Is it right to call it falling in love? A crush presents in the same way, and the hormonal and magical changes that come with adolescence have an extreme tendency induce infatuation. Lots of ponies fall in love with you— why wouldn't they?
I've always been a perfectionist. I need to get the maximum possible score on every test. Need to arrive on time to every scheduled event, with the appropriate preparations already made. Need to understand how every result in a paper was calculated. Measuring out ingredients for cooking. Planning a route for a trip. On and on it goes, the list of things that must be perfect for me to be content.
But never before, and never since, have I met anyone who embodies what it means to be perfect. Every action, every movement of your body, ever word you speak, there was no other word for it. With that in mind, it was no wonder you were so beloved across the land.
What made my silly little crush any different?

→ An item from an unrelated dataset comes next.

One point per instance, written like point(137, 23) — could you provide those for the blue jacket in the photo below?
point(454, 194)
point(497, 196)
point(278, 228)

That's what I asked myself, when I first noticed those feelings. And for all my justifications, I couldn't find a reason that didn't sound hollow to my own ears. I was just a silly little filly, after all, and nowhere close enough to be being worthy of loving you. Nopony could be, really.
Years later, that statement makes me feel immeasurably sad for you, but that's not really relevant here.

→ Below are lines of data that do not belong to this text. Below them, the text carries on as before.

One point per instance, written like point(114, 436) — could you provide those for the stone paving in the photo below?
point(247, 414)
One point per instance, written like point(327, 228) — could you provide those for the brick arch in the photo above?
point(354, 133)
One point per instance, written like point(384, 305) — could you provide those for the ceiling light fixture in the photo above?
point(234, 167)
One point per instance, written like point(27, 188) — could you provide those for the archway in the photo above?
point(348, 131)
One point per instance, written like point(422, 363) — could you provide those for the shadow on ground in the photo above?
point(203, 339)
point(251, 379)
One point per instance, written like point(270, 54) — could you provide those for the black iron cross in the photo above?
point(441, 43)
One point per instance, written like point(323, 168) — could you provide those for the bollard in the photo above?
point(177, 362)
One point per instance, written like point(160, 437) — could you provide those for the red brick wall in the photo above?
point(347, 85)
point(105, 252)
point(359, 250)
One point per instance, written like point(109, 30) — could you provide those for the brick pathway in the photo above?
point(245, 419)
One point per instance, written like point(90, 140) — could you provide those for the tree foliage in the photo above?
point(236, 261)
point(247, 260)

So yes, I had a crush, or was in love, or was so deep in devotion I'd cut off my own hoof if you asked me to, and I knew it wasn't healthy, and I didn't care.
It was even useful, was part of the problem. Being so devoted to you gave me the drive to push myself even further into my studies, in an attempt to impress you, to be worthy of your attention. Results-based analysis, I guess you could call it— my devotion to you was partially responsible for my success, so why shouldn't I embrace it?
I didn't want for anything else, but you.
When you were there, my world was whole.
And when you were gone, I was nothing. The world was nothing.
For a long, long time, I was okay with that. Okay with the darkness that would gnaw at my soul in your absence, because the light that filled me in your presence made it worth the suffering. And I would suffer for you, of course. That wasn't even a question to consider.
And that's why I never told you any of this.
Because this devotion is a burden. For me, and if you'd know about it, for you as well, and I would never add more weight on your back if I could help it. You already did so much, for me, for everypony, and I wasn't going to saddle you with having to manage a silly filly's crush.
How awful it would be, having to second-guess every interaction, not being able to trust what I said or did because you weren't sure if it was done out of a desire to please you above all else.
There's definitely merit to that line I think, I still believe. But, I'm older now, a princess who's come into her own.
Or supposed to be, anyways.
I need to learn to move beyond this obsession, to find out who I am without you.
But I don't want that.
Instead, I want to find out who I can be together, with you.
I've put you on a pedestal for so long, but I don't want to tear you down. I want to stand up there with you, to see the world by your side, and grow into someone worthy of that.
So, knowing this is probably a bad idea, that all the textbooks would advise against it, I ask you.
Will you be my Goddess?
And will you let me become one as well?